DCFS-Based Online Driving Preferences Learning Approach with Application to Personalized Lane Keeping Controller Design

For the automated vehicles, the user experience on comfort plays an important role for the market acceptance. Generally, for the experienced drivers who already form some certain driving preferences during the longtime driving, they will feel apparent discomfort if the automated vehicles drive very differently from them. Therefore, it is of great significance for comfort driving if the automated vehicles could learn the driving preferences of the users. Fortunately, we enter the era of traffic big data, from the cyber physical system (CPS) perspective, we almost can get whatever data we need to map human drivers from physical space to cyberspace. In this paper, we build a general driving model based on deep convolutional fuzzy systems (DCFS), and design an online driving preferences learning algorithm based on the high-dimensional on-board data. For the verification of the method, we apply this method to design a personalized lane keeping controller (PLKC) with considering the guaranteed stability.

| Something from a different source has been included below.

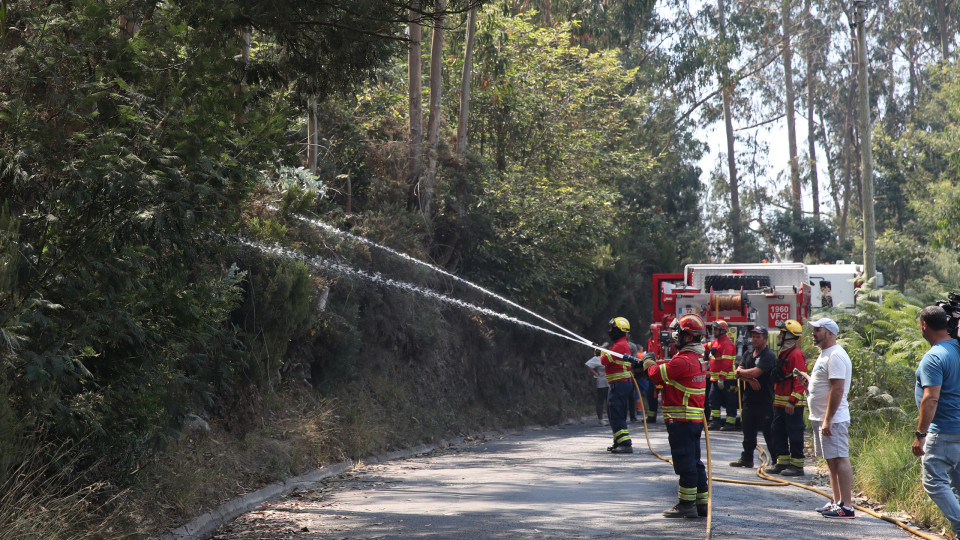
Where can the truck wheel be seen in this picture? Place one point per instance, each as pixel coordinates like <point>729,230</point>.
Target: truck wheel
<point>723,282</point>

Fifteen volunteers participate in the experiments on the Prescan-based simulation platform, and the results show that the PLKC has the online learning ability to the fixed and the time-varying lateral driving preferences.

Automated summary

In this study, a general driving model based on deep convolutional fuzzy systems was built, and an online driving preferences learning algorithm was designed and successfully applied to design a personalized lane keeping controller. Experimental results demonstrate that the controller has the online learning ability for fixed and time-varying lateral driving preferences.